Neither ionic interactions nor hydrogen bonds play a direct role in the interface, but rather stabilize the amino acids and structural elements that mediate the interface (Figs. 1C, D and S6). For example, a hydrogen bond network from f-Thr404Og through f-Tyr498OH and finally to f-His258Nd1 position its imidazole ring for the interaction with h-Lys73. An ionic interaction between h-Lys127Nz and h-Asp38Od2 reach across the loop, presenting h-Leu40 to project into SiRFP’s pocket. An additional ionic interaction between h-Asp61d1 and h-Arg66NHd also stabilize the deformed helix that contains h-Ile65 and turn it towards f-Arg250.

The SiRHP interaction with SiRFP differs from SIR interaction with ferredoxin

g-proteobacteria couple a diflavin reductase, SiRFP, to SiRHP. In contrast, other organisms like Zea mays and Mycobacteria tuberculosis use a ferredoxin (Fd) as their reductase partner^15,17. In Z. mays SIR, Fd bridges SIR’s C-terminal domain 2 to a loop between the first two b-strands (amino acids Asp110 to Asn118), positioning the Fd iron-sulfur cluster near the SIR metal sites²⁶. The interaction is bolstered by en face stacking between Fd Tyr37 and SIR Arg324 (Fig. 2A).

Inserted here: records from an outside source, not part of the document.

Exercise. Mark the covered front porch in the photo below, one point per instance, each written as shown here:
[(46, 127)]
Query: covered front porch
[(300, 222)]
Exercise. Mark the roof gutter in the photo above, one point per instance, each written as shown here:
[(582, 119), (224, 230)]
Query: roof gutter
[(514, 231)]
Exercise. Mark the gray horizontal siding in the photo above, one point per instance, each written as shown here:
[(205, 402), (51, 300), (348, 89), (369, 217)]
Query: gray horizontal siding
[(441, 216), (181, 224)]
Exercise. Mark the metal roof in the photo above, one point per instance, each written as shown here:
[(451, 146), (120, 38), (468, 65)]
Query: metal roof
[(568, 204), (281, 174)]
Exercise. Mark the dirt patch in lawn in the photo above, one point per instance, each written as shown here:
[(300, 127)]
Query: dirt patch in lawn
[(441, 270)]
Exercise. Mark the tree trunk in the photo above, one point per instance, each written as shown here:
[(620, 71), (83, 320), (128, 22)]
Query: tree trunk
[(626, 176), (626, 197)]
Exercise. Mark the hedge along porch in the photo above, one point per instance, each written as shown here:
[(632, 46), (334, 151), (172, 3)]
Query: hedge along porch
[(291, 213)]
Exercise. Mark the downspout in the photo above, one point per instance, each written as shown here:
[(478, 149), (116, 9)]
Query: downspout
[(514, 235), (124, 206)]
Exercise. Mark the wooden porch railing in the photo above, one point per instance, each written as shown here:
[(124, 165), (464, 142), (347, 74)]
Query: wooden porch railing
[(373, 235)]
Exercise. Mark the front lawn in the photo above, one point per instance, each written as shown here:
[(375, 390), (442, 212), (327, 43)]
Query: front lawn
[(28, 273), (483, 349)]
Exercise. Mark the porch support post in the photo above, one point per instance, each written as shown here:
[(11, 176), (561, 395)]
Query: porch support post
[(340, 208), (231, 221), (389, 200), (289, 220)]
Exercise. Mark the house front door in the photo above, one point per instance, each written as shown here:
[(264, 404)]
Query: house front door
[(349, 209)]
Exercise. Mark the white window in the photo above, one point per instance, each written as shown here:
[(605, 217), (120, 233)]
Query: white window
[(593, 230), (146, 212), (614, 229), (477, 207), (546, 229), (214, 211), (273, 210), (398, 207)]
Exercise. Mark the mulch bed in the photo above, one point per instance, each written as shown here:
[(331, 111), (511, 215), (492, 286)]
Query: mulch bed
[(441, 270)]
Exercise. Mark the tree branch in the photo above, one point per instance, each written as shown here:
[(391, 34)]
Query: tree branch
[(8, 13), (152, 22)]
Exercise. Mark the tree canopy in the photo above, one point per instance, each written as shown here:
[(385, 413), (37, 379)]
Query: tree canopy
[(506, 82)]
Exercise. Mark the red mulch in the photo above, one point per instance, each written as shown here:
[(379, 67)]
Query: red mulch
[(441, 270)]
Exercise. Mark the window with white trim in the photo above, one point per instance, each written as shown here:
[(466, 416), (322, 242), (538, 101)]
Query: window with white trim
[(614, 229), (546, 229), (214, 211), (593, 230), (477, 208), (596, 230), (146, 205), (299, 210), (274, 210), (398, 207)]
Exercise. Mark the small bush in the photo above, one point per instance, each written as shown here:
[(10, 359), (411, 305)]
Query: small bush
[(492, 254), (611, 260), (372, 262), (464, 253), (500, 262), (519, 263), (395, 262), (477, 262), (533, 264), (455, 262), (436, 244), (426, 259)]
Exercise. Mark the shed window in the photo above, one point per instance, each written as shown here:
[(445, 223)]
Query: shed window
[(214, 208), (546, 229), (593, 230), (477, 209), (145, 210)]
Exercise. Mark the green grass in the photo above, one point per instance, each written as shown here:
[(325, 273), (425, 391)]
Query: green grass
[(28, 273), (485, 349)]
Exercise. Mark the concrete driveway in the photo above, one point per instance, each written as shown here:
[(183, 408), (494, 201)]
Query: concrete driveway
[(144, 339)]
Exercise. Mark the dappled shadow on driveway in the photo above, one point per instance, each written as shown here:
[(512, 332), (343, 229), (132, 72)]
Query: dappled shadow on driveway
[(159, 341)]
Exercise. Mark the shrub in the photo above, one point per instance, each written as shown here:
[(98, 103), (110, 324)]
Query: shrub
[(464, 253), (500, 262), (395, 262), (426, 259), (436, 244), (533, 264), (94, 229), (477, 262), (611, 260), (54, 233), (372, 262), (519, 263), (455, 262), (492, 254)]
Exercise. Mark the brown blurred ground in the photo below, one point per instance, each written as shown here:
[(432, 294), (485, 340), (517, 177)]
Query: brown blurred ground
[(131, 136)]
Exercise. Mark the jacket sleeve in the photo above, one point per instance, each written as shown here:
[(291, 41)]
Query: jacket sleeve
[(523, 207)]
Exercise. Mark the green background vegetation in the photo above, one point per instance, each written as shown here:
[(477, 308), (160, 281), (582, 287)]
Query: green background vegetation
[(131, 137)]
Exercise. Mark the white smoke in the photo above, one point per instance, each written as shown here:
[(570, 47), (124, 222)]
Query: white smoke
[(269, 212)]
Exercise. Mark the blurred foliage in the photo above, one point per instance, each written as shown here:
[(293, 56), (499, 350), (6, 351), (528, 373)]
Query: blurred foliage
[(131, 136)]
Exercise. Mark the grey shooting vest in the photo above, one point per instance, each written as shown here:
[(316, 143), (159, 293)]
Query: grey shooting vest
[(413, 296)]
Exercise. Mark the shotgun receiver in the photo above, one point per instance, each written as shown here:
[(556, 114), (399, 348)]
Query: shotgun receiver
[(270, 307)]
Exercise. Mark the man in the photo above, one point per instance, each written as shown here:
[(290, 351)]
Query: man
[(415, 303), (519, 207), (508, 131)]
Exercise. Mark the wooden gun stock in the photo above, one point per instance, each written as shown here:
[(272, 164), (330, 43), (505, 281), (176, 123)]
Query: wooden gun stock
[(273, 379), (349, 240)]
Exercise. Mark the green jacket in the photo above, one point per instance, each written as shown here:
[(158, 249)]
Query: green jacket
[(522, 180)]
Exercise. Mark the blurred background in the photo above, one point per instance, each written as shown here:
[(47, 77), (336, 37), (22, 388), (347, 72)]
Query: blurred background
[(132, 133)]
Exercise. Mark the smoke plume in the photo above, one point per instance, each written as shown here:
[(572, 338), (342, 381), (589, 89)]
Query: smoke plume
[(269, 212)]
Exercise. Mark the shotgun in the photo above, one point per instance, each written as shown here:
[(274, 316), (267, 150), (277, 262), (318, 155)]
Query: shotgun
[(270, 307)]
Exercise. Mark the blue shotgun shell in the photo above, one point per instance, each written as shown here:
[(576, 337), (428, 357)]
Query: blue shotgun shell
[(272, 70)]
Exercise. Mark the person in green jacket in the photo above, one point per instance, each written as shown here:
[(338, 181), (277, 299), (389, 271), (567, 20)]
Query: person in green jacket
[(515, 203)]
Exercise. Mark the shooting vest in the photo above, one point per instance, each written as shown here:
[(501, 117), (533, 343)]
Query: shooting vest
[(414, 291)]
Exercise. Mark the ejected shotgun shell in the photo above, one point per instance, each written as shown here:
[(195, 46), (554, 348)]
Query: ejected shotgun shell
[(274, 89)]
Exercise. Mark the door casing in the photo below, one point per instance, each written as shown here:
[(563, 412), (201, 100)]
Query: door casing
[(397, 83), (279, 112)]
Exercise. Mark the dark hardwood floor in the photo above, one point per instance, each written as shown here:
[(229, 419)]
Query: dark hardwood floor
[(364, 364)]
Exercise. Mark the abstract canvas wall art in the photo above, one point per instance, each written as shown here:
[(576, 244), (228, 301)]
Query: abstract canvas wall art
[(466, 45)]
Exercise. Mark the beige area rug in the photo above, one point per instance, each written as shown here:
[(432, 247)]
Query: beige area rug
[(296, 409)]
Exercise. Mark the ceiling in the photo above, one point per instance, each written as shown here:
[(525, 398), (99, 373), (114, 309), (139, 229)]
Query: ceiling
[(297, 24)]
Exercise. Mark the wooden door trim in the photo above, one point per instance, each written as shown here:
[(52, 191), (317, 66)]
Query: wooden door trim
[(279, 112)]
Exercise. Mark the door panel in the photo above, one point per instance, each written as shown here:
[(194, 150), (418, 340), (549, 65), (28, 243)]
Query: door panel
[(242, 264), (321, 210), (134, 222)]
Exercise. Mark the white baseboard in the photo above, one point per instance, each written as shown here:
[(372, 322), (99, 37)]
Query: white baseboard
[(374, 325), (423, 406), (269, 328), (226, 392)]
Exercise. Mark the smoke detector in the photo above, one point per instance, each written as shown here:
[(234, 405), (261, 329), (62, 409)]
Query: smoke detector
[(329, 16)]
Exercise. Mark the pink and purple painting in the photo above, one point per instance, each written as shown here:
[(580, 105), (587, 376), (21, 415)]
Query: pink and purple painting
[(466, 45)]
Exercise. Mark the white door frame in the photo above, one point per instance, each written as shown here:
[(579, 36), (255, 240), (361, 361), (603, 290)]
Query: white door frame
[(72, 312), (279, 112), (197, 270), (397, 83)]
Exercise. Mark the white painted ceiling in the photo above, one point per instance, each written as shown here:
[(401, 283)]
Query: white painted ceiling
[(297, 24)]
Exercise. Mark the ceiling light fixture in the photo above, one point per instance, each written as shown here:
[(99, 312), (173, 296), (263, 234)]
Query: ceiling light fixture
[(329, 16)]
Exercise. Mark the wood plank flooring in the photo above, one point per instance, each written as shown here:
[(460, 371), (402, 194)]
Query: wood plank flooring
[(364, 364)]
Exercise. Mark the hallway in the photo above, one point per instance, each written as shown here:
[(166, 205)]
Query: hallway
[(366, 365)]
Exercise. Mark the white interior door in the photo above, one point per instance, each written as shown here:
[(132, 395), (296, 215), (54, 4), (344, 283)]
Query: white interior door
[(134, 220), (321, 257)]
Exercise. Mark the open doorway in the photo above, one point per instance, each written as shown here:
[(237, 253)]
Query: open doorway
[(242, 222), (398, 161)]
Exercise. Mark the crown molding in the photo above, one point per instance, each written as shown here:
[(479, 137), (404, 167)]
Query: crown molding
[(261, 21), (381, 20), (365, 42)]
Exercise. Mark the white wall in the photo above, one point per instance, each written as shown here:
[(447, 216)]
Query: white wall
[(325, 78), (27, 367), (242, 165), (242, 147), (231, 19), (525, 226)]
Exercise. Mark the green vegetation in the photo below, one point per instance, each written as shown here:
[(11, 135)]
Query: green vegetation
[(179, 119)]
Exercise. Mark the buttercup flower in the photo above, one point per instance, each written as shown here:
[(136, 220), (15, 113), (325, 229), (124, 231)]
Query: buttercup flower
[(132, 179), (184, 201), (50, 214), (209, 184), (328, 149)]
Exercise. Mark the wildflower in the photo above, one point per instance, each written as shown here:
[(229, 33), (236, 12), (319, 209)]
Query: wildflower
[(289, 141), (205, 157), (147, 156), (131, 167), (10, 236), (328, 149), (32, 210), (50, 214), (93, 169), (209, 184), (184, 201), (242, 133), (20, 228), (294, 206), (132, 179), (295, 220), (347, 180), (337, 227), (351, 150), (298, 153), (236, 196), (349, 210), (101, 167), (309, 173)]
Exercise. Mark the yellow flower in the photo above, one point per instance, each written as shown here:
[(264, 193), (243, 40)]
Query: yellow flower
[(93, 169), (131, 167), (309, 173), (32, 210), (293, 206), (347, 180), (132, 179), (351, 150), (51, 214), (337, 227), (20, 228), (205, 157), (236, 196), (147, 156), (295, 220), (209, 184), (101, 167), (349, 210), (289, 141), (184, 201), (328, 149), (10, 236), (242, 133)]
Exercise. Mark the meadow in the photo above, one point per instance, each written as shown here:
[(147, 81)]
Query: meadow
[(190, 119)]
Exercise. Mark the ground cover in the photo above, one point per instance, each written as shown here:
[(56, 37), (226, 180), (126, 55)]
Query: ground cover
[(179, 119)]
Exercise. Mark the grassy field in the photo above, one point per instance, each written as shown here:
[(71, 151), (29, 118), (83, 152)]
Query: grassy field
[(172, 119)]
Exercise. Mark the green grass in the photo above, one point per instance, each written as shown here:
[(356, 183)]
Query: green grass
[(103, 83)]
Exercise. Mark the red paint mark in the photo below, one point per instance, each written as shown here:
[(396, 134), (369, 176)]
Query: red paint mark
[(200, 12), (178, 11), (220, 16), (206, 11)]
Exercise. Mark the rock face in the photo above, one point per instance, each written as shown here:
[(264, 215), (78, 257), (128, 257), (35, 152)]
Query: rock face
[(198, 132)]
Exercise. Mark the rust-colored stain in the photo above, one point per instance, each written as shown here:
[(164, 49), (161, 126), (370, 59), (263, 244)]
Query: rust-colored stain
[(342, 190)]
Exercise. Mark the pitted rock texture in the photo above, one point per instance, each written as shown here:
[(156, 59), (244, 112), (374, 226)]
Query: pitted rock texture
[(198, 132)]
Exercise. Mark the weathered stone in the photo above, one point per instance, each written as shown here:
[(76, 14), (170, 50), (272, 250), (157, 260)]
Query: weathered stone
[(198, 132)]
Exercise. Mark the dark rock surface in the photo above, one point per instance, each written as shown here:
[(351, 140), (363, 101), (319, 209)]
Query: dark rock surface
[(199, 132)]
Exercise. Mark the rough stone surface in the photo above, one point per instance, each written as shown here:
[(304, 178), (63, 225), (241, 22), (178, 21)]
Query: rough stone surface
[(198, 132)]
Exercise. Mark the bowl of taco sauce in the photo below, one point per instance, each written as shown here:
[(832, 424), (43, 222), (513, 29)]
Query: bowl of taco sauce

In SiRHP, the equivalent element between the structurally conserved b-strands 1 and 2 is considerably longer, stretching from h-Asp62 to h-Arg77 and containing a short helix from h-Arg63 to h-Glu71 (Fig. 2B). This loop contains the critical residues h-Gln72 and h-Lys73 that anchor the interaction with SiRFP’s FNR domain, which faces away from where Fd binds to the Z. mays homolog (Fig. 2C). Further, the arginine in SIR that stacks with Fd Tyr37 is not conserved in SiRHP – the equivalent position is h-Gly262, despite the structural conservation of the loop between b-strands 7 and 8 that contributes to siroheme binding (Fig. 2D).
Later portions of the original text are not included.